Offloading _parse_response() to a thread via asyncio.to_thread() is appropriate since JSON parsing with json.loads() is CPU-bound and could block the event loop for large responses.

The inherited _parse_response() method from ResponseParserMixin (lines 38-61) performs:

JSON parsing with json.loads(response.text)

Deserialization to data models via from_dict()

Both operations are synchronous and CPU-intensive, making thread offloading beneficial.

tests/rtc/test_pcm_data.py (1)

1565-1669: LGTM - Comprehensive test coverage for string representations.

The new tests effectively validate the __str__() and __repr__() methods for PcmData across multiple scenarios:

Mono vs. stereo vs. multichannel: Verifies correct channel descriptions ("Mono", "Stereo", "4-channel")

Format descriptions: Validates "16-bit PCM" for s16 and "32-bit float" for f32

Duration formatting: Checks both milliseconds (< 1.0s) and seconds (>= 1.0s) representations

Sample count and rate: Ensures these are included in the output

The test coverage aligns well with the implementation in getstream/video/rtc/track_util.py lines 179-223.

getstream/utils/__init__.py (3)

129-148: LGTM - Async wrapper offloads query parameter construction to thread pool.

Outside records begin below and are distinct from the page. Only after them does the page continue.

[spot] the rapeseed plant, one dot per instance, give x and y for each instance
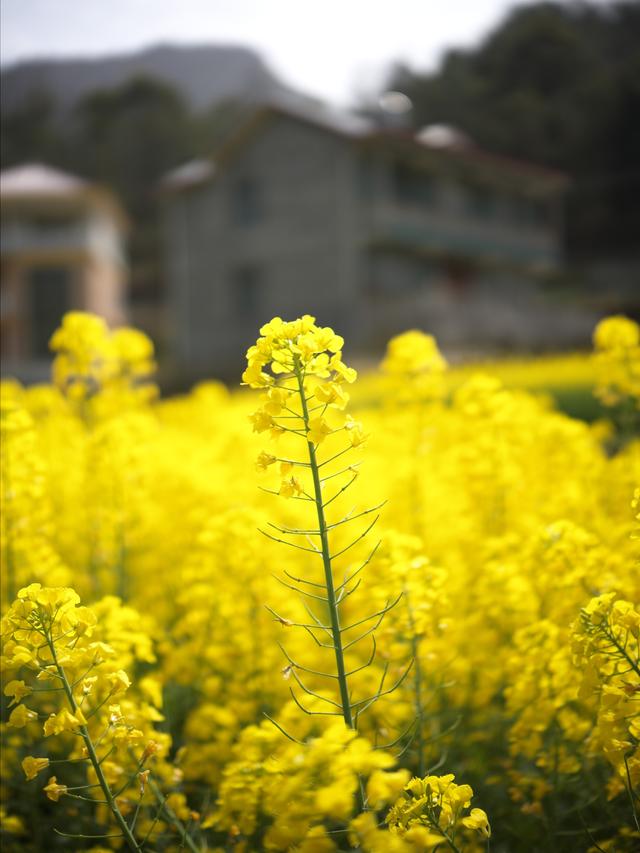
(510, 541)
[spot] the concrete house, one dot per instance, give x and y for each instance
(61, 249)
(373, 230)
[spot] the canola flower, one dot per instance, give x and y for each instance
(49, 640)
(304, 387)
(510, 539)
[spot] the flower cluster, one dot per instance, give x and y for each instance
(606, 648)
(65, 682)
(617, 360)
(91, 358)
(433, 811)
(414, 358)
(150, 510)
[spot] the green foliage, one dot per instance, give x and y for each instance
(555, 83)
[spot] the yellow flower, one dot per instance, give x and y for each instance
(319, 429)
(32, 766)
(264, 460)
(20, 716)
(119, 682)
(64, 721)
(385, 787)
(261, 421)
(290, 487)
(53, 790)
(477, 819)
(17, 689)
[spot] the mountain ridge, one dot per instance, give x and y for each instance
(204, 74)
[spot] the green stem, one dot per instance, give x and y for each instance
(326, 560)
(173, 817)
(84, 733)
(417, 686)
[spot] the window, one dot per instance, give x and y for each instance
(246, 292)
(412, 186)
(247, 206)
(49, 299)
(481, 201)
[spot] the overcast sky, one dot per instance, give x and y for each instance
(336, 49)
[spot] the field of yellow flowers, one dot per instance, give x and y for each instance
(303, 616)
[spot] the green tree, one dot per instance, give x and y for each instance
(558, 84)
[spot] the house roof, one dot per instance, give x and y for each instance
(36, 183)
(36, 179)
(363, 131)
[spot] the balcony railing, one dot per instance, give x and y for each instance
(489, 239)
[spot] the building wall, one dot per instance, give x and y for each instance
(228, 276)
(54, 259)
(338, 232)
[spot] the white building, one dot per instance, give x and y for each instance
(62, 249)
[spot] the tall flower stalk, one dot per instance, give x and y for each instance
(299, 367)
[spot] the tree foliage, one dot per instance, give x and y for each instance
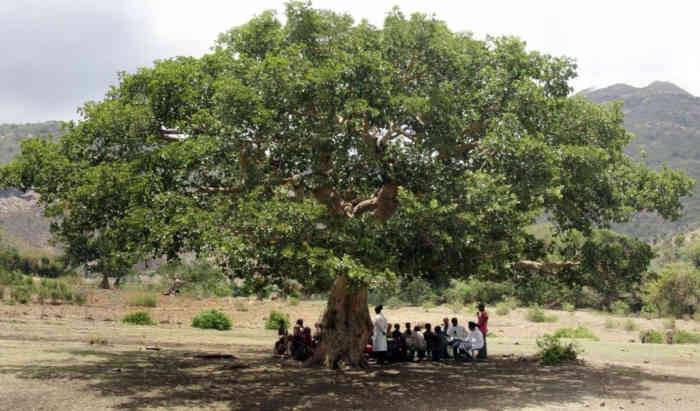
(321, 147)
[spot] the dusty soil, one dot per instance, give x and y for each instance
(84, 358)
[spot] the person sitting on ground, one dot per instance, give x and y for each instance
(439, 344)
(474, 340)
(456, 334)
(428, 337)
(415, 343)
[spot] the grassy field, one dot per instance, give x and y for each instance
(85, 358)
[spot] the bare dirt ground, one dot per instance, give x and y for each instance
(84, 358)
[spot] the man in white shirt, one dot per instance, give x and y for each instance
(456, 334)
(379, 343)
(474, 340)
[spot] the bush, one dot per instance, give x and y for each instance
(536, 315)
(568, 307)
(579, 332)
(609, 323)
(675, 292)
(630, 325)
(273, 321)
(143, 300)
(21, 294)
(474, 290)
(138, 318)
(502, 308)
(685, 337)
(552, 351)
(620, 307)
(212, 320)
(651, 337)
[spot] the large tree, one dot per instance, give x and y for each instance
(339, 154)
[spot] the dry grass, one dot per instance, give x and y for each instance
(83, 358)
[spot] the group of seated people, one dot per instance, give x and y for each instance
(441, 342)
(300, 345)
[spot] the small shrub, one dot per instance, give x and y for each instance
(579, 332)
(553, 352)
(536, 315)
(669, 323)
(394, 302)
(568, 307)
(272, 322)
(21, 294)
(502, 309)
(630, 325)
(651, 337)
(620, 308)
(609, 323)
(143, 300)
(685, 337)
(138, 318)
(212, 320)
(240, 306)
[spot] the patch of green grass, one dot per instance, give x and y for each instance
(537, 315)
(272, 322)
(553, 352)
(143, 300)
(212, 320)
(685, 337)
(651, 337)
(568, 307)
(579, 332)
(138, 318)
(630, 325)
(610, 323)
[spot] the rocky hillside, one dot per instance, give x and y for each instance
(666, 122)
(22, 225)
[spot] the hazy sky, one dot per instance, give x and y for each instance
(56, 54)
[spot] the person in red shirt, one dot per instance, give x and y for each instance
(483, 322)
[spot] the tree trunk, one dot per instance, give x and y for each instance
(105, 282)
(346, 327)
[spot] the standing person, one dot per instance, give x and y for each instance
(482, 317)
(379, 345)
(457, 334)
(428, 336)
(444, 328)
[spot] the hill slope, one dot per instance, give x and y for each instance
(22, 225)
(666, 122)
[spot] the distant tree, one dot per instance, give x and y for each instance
(342, 155)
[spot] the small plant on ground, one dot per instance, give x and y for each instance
(502, 308)
(240, 306)
(685, 337)
(212, 320)
(568, 307)
(630, 325)
(553, 352)
(609, 323)
(579, 332)
(143, 300)
(273, 321)
(537, 315)
(138, 318)
(669, 323)
(651, 337)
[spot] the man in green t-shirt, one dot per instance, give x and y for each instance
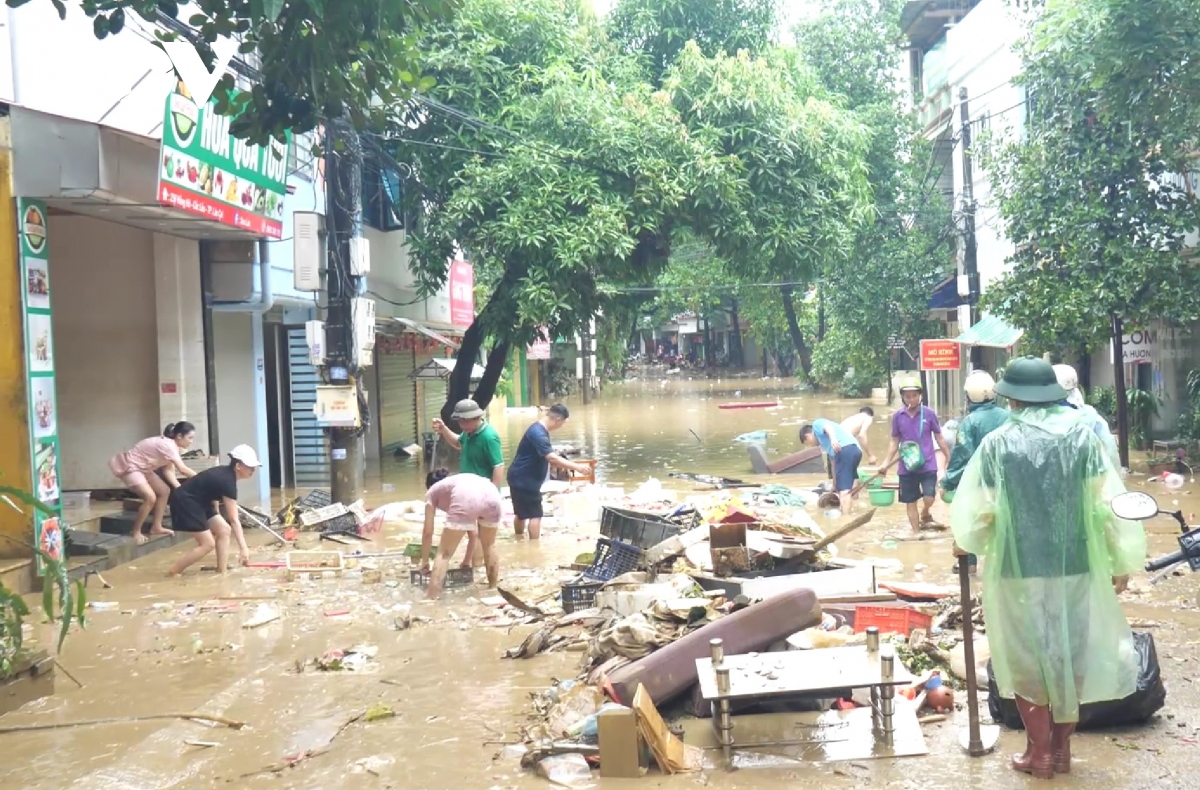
(479, 442)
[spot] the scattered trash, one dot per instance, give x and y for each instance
(378, 711)
(567, 770)
(263, 615)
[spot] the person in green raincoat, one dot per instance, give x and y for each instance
(983, 417)
(1035, 502)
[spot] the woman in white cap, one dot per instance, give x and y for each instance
(1069, 381)
(193, 509)
(149, 468)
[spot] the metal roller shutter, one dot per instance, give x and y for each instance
(432, 396)
(310, 459)
(396, 401)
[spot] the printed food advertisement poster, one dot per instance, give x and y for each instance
(207, 172)
(43, 423)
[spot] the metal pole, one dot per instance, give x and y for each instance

The build_query_param_async() function correctly delegates to the synchronous build_query_param() via asyncio.to_thread(), preventing blocking of the event loop during:

.to_json() method calls on objects

json.dumps() for dictionaries and complex objects

URL encoding with quote()

The docstring clearly indicates this offloads CPU-bound work, which sets appropriate expectations.

178-193: LGTM - Async wrapper offloads body dictionary construction to thread pool.

The build_body_dict_async() function correctly delegates to build_body_dict() via asyncio.to_thread(), offloading:

Recursive .to_dict() calls on nested objects

Traversal of nested dictionaries and lists

This prevents blocking the event loop when constructing complex request bodies with deep object hierarchies.

275-277: LGTM - Export list updated for new async utilities.

The __all__ list correctly includes the new async functions, making them part of the public API.

getstream/video/rtc/track_util.py (7)

170-177: LGTM - Standard repr implementation.

The __repr__() method delegates to __str__(), which is a common and acceptable pattern for providing both programmer and user-friendly representations.

179-223: LGTM - Clear and informative string representation.

The __str__() method provides a well-formatted, human-readable description of the audio data including:

Channel configuration (Mono/Stereo/n-channel)

Sample rate with units

Format description (16-bit PCM, 32-bit float)

Sample count

Duration with appropriate units (ms for < 1s, seconds for >= 1s)

The implementation correctly handles 2D array shapes by checking which dimension matches the channel count (lines 187-194).

638-638: LGTM - Simplified type checks rely on ndarray semantics.

The code now directly checks self.samples.dtype instead of first verifying isinstance(self.samples, np.ndarray). This simplification is safe because:

The constructor (lines 140-162) validates that samples have the correct dtype for the declared format

The constructor creates an empty ndarray with the correct dtype when samples is None (lines 130-137)

All methods that modify samples ensure they remain ndarrays

This reduces redundant type checking while maintaining correctness.

Also applies to: 679-679

725-726: LGTM - Simplified helper assumes ndarray.

The _ensure_ndarray() helper now simply returns pcm.samples directly, removing the previous type-checking branch. This is safe because the PcmData class invariants ensure samples is always an ndarray (enforced by the constructor and all mutation methods).

847-847: LGTM - Simplified copy using ndarray method.

The copy() method now directly calls self.samples.copy() without type checking. This is safe given the class invariants and simplifies the code.

1032-1040: LGTM - Streamlined shape normalization in chunks().

The updated logic for normalizing sample array shape is clearer:

Flattens 2D mono arrays to 1D (lines 1033-1034)

Preserves 2D arrays for multi-channel (lines 1035-1037)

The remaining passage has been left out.